Em Portugal, já se faz “medicina de catástrofe”

A “complexidade” da situação que vivemos foi um dos temas em destaque no Consultório Aberto deste sábado, que contou com a presença Miguel Guimarães, Bastonário da Ordem dos Médicos, além de Emanuela Lopes, psicóloga clínica e da saúde do Hospital de Guimarães.

Miguel Guimarães referiu a situação que vivemos como “demasiado complexa”. Perante isto, vários são os desafios que surgem. O primeiro desafio “tem a ver com a vida das pessoas”, referiu recordando Itália, que chegou a ter uma taxa de mortalidade “perto de 7,5%” quando o vírus chegou à Europa. “Este vírus tem uma infeciosidade muito elevada, e como tem uma infeciosidade muito elevada, acaba por infetar muita gente”, alertou.

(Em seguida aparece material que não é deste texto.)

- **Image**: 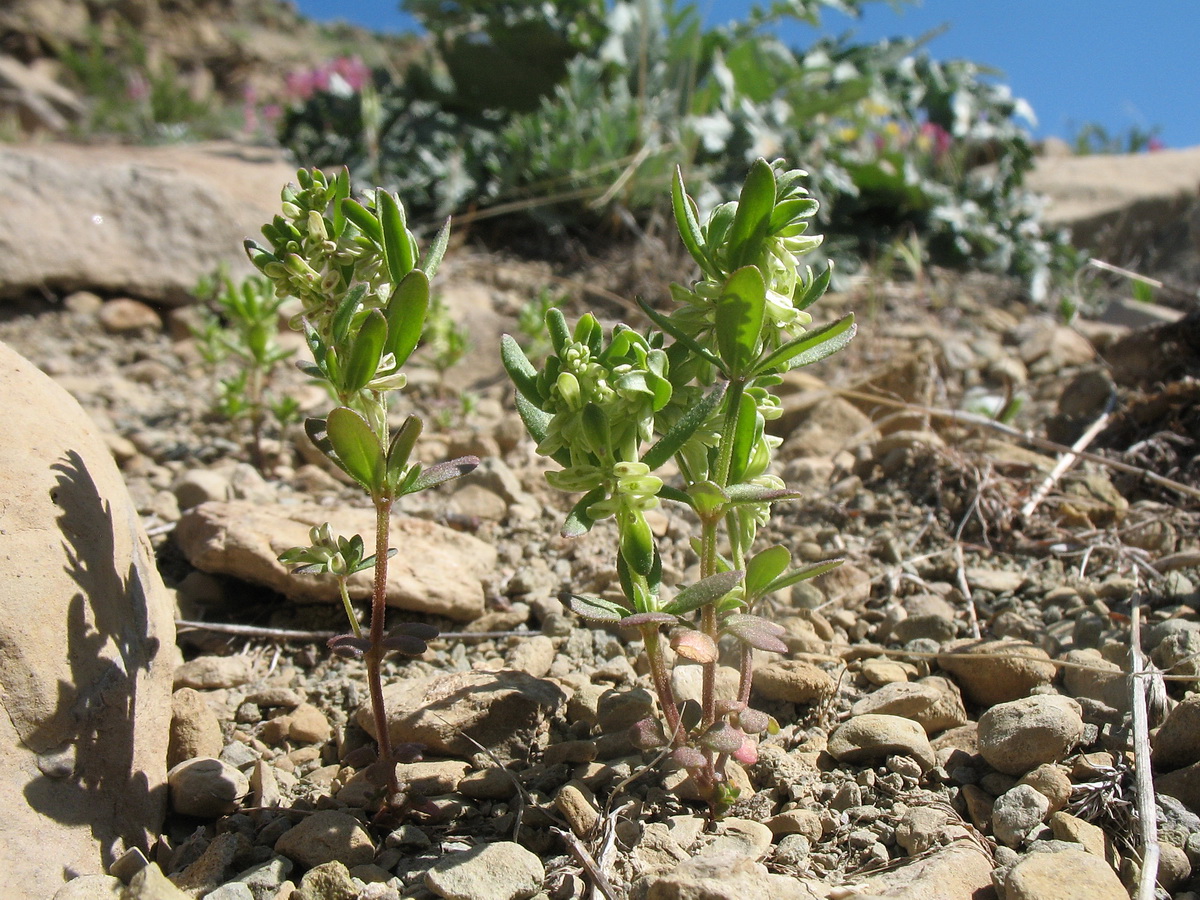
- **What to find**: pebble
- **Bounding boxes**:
[275,810,374,869]
[96,296,162,335]
[850,676,968,734]
[425,841,546,900]
[754,657,838,703]
[937,640,1057,707]
[167,688,224,768]
[167,757,250,818]
[1003,850,1129,900]
[979,694,1084,775]
[828,715,937,770]
[991,785,1050,847]
[175,656,254,690]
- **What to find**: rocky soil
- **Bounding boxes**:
[7,207,1200,900]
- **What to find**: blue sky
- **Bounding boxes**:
[296,0,1200,148]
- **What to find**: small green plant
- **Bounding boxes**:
[246,169,479,810]
[502,158,854,816]
[192,274,300,470]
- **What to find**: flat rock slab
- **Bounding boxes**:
[175,500,496,622]
[0,143,295,305]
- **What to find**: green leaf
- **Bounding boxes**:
[376,190,416,283]
[500,335,542,403]
[563,487,604,538]
[730,394,762,482]
[642,384,727,472]
[421,216,450,281]
[637,298,725,372]
[792,259,833,310]
[388,415,422,490]
[388,269,430,368]
[762,559,846,595]
[716,265,767,378]
[342,197,383,245]
[746,544,792,598]
[404,456,479,493]
[329,284,367,346]
[662,569,743,616]
[341,310,388,394]
[563,594,629,623]
[325,407,384,494]
[754,312,858,374]
[671,166,712,274]
[728,157,775,268]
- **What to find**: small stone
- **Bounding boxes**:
[978,694,1084,775]
[167,757,250,818]
[896,806,950,857]
[1021,763,1072,812]
[937,640,1057,706]
[54,875,125,900]
[287,703,332,744]
[175,656,254,691]
[828,715,937,772]
[506,635,554,678]
[991,785,1050,847]
[1004,850,1129,900]
[754,662,836,703]
[850,676,968,734]
[396,760,470,797]
[167,688,224,768]
[275,810,374,868]
[425,841,546,900]
[96,296,162,335]
[292,859,359,900]
[1151,694,1200,772]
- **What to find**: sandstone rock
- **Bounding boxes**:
[937,640,1056,706]
[425,841,546,900]
[175,502,496,622]
[0,340,176,898]
[167,688,224,767]
[991,785,1050,847]
[979,694,1084,775]
[754,659,836,703]
[356,671,566,763]
[1151,694,1200,772]
[275,810,374,869]
[1004,850,1129,900]
[828,715,936,770]
[840,840,988,900]
[167,757,250,818]
[0,144,295,305]
[175,655,254,691]
[635,854,821,900]
[850,676,967,734]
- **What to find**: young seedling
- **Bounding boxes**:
[502,160,854,817]
[192,274,299,472]
[246,169,479,809]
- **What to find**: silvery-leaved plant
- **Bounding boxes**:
[502,160,854,816]
[246,169,479,808]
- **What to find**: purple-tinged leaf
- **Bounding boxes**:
[329,635,371,659]
[618,612,679,628]
[662,569,743,616]
[406,456,479,493]
[671,628,719,662]
[629,716,667,750]
[700,721,746,754]
[721,613,787,653]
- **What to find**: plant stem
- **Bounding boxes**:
[365,497,400,803]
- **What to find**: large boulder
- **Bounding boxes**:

“Uma parte significativa da população que tem a infeção está assintomática, ou tem sintomas muito ligeiros, que nem sequer valoriza, muitas pessoas nem sequer farão teste e continuam a fazer a sua vida habitual”. Por este motivo, o confinamento “funciona”, explica. “Quanto maior for a percentagem de infetados, maior é a percentagem de internamentos, de doentes graves que precisam de ser internados para ser tratados, e também de doentes que necessitam de cuidados mais diferenciados, nomeadamente cuidados intensivos”.

O desafio do combate à doença covid, de “tentar evitar que muitas pessoas morram”, não é o único. “Continuar a tratar os doentes não covid que estão a ficar para trás”, junta-se aos problemas. “No ano passado nós tínhamos mais de 25 milhões de consultas presenciais, operações, e também exames complementares de diagnóstico e terapêutica que ficaram por fazer”. O Bastonário conta ao Mais Guimarães que, “neste momento, este número já ascenderá mais de 30 milhões”. O desafio da economia não fica esquecido. “Temos muitas empresas a entrar em falência, porque o confinamento obriga a isso”.

A comunicação do Governo “falhou” e “continua trémula”

“A decisão política ou tem por suporte a ciência, ou então a decisão política acaba por falhar”, explicou Miguel Guimarães, sublinhando que, “no início da pandemia, fomos considerados um milagre” devido ao primeiro confinamento.

O Natal foi um episódio importante para o Bastonário da Ordem dos Médicos. “Todos nós temos conhecimento de ceias de Natal com 60, 70, 80 pessoas. Não tendo nenhuma indicação formal, por parte do primeiro-ministro nesta matéria, é evidente que as pessoas se sentiram à vontade para o fazer.”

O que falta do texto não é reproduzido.